Park service: 1.8M attended ceremony


WASHINGTON (AP) — The National Park Service says it will rely on a media report that says 1.8 million people attended President Barack Obama’s inauguration.

Park service spokesman David Barna said the agency did not conduct its own count. Instead, it will use a Washington Post account that said 1.8 million people gathered on the U.S. Capitol grounds, National Mall and parade route, he said.

“It is a record,” Barna said. “We believe it is the largest event held in Washington, D.C., ever.”

The Post reported the figure in Wednesday’s paper, citing an unidentified senior security official, who had access to internal estimates from many agencies.

Barna said the park service will not contest the source’s number.

“As far as we’re concerned, we’re going to say 1.8 million people attended this event,” he said.

The Post also said it used satellite images, grids, square footage and crowd density formulas to come up with an estimate of about 1 million people spanning from the Capitol to the Lincoln Memorial, but not including the parade route.
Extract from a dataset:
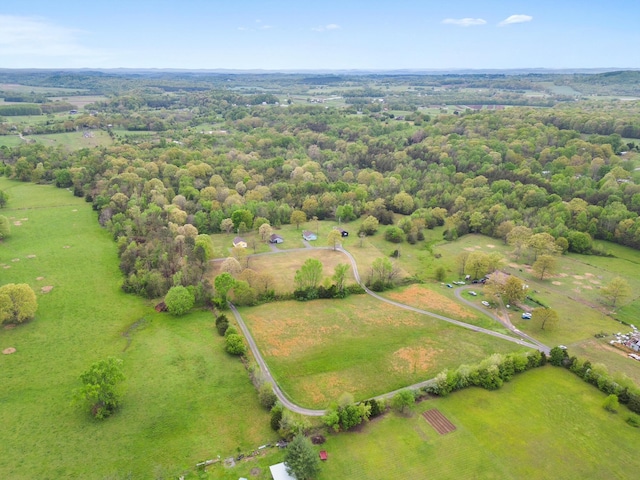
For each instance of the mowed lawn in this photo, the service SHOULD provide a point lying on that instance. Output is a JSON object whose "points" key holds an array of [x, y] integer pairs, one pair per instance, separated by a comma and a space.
{"points": [[185, 399], [318, 350], [544, 424]]}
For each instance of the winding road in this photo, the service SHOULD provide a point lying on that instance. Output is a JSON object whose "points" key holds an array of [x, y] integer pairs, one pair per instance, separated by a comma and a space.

The Associated Press had an estimate of more than 1 million people packing the National Mall and parade route, based on crowd photographs and comparisons with past events.

Experts using satellite photos and other advanced methods also have released estimates for the event.

Stephen Doig, an Arizona State University journalism professor, has estimated there were 800,000 people from the Capitol to the Lincoln Memorial. Doig did crowd estimates for the Miami Herald, where he worked for 20 years.

“There always will be different estimates,” he said. “That’s sort of the game of crowd-counting.”

Meanwhile, Carl Holmberg of Mechanicsville, Md., a retired assistant chief of the U.S. Park Police who spent a decade estimating crowds for the force, said he estimated 1.2 million people were at the Capitol, Mall and parade route.

Holmberg, who served as a consultant for the Post during the inauguration, said he does not know who provided the paper with the 1.8 million figure.

“I think it’s a little inflated,” he said. “But you know, crowd counting is not an exact science by any stretch of the imagination.”

Still, Holmberg said he questions how that number was determined.

“I would hope our history is written a little more accurately than based on an unnamed source,” he said.

Determining crowd sizes has long been controversial. The park service says Congress ordered it to stop doing crowd counts in 1997 after the agency was accused of underestimating numbers for the 1995 Million Man March.